# This guy ate too much



## kuan (Jun 11, 2001)

What do you think?


----------



## kerryclan (Mar 13, 2005)

Holy, beachball!  

Kuan, do you know if there's something wrong with the guy or is that really just fat? So weirdly round, like he's pregnant!


----------



## kuan (Jun 11, 2001)

Don't know, but I think it's photoshopped. Look closely, nice stretch marks!


----------



## headless chicken (Apr 28, 2003)

See what happends when you go on a McDonald diet for more then 1 month!


----------



## redace1960 (Apr 1, 2005)

lordy lordy, its the cirrhosis of the liver poster boy.


----------



## kerryclan (Mar 13, 2005)

^^  

LOL. Yeah, he looks like a serious beer boy!

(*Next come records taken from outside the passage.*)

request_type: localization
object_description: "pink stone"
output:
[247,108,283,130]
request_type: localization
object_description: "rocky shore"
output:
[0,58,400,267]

Also looks like a duck when the skin is blown out for Peking.


----------



## dano1 (Oct 23, 2003)

hey, where'd you find my pic....


----------



## mezzaluna (Aug 29, 2000)

Kuan, I think you're right: it's seriously foreshortened!


----------



## katbalou (Nov 21, 2001)

kuan, 
change the face a little and you have a picture of 2 of my brother-in-laws!!
but.... they claim they are not overweight at all!! i guess they are undertall.
kat


----------



## faith leche (May 20, 2005)

lol some woman would find that sexy...you know, if you labotimized them, pumped them full of heroin, and removed their eye balls.lol


----------



## harpua (May 4, 2005)

He's gonna get diabetes, if he doesn't have it already.


----------



## faith leche (May 20, 2005)

his arteries have been squished in to a dimension unlike ours, between space and time.....everytime i look ...i must question this world in which we habitate.


----------



## markv (May 16, 2003)

I was sitting here drinking my morning coffee, perusing Cheftalk, and deciding whether I had the energy/motivation to go for a run.

You just helped me overcome my laziness. :bounce: 

Mark


----------